Friday, March 18, 2011

The Encyclopedia of Eastern Orthodox Christianity (6)

In his longstanding classic introduction to Orthodoxy, The Orthodox Church,
Kallistos Ware, whom it will be my joy at long last finally to meet in Washington in June at the Orientale Lumen Conference, offers a list of authoritative texts for Eastern Christianity. These "chief doctrinal texts," as he calls them (sometimes referred to as "symbolical books") are overwhelmingly (11 out of 13) products of post-schism, and especially post-Reformation polemics.

By contrast, the list of authoritative texts offered in the appendix to John McGuckin, ed.,  The Encyclopedia of Eastern Orthodox Christianity, on which I have commented previously, confines itself to the first eight centuries.This lengthy appendix (171pp.) contains the Nicene-Constantinopolitan creed, the statements of faith of the remaining five ecumenical councils properly so called, the famous five theological orations of St. Gregory the Theologian, and excerpts from St. John of Damascus' brilliant synthesis, "An Exact Exposition of the Orthodox Faith."

In his very winsome preface to these documents, McGuckin notes that the appendix does not by any means include all authoritative documents for Orthodoxy, but that he wanted to get away from more apologetical or polemical literature, especially that generated in the 17-19th centuries. This list is but a "representative sample" whose purpose is to offer "the main historical line of 'dogmatic' literature" (648). None of these, McGuckin rightly insists, are the exclusive property of Orthodoxy: "anyone interested in understanding the foundations of the Christian Church ought to be familiar with this material" (650). Most of this material is available elsewhere (especially through the Christian Classics Ethereal Library), but not all of it is extant in good, modern English, and so McGuckin has "thoroughly modernized all of them" in order that "their (very) elegant Greek" might shine through.

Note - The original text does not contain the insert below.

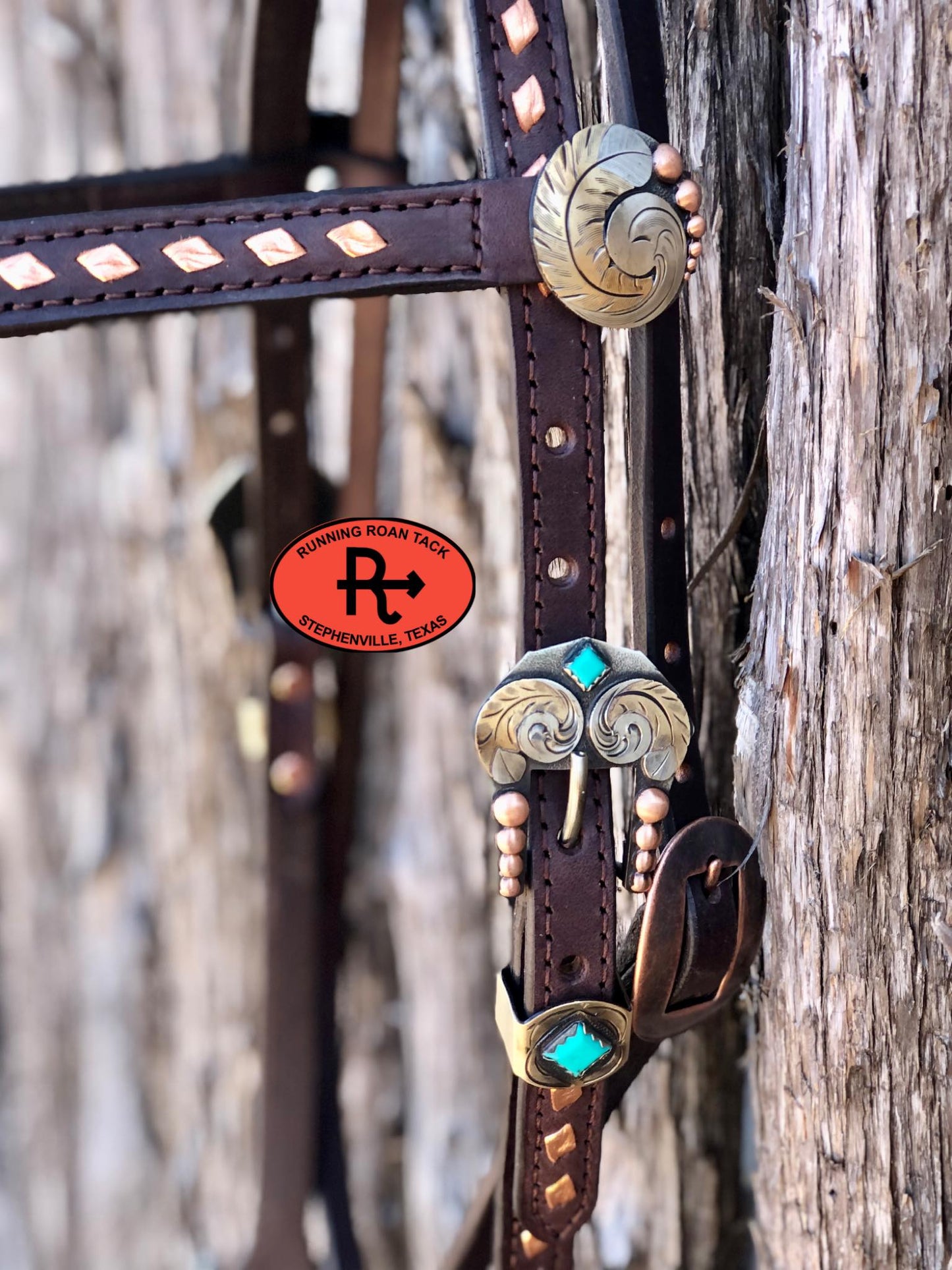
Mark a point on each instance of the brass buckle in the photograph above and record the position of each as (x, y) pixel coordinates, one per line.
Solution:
(575, 1044)
(688, 855)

McGuckin includes a helpful though very brief comment about the nature of the rhetoric in these documents: they are all, he says, full-blooded dogmatic statements that offer "ancient teaching (didache)...with a rhetorical thump on the table" (650). That is all to the good. We live in an age parched for straight-talk and dying under various politically correct euphemisms. (When the Catechism of the Catholic Church first appeared in 1992 it was a run-away best-seller because people want the straight goods. In the Roman Church since the 1970s, catechesis has so often been an exercise in shiftless dissembling that many people today are clueless about their faith.)

Still, as lovely as the translations are, and indisputably important as the documents may be, I do wonder if this appendix was the most judicious use of space in the encyclopedia when most of these texts are available elsewhere. I ask that because, for all its myriad wonderful riches, there are a number of surprising lacunae in The Encyclopedia of Eastern Orthodox Christianity. I will return to these later.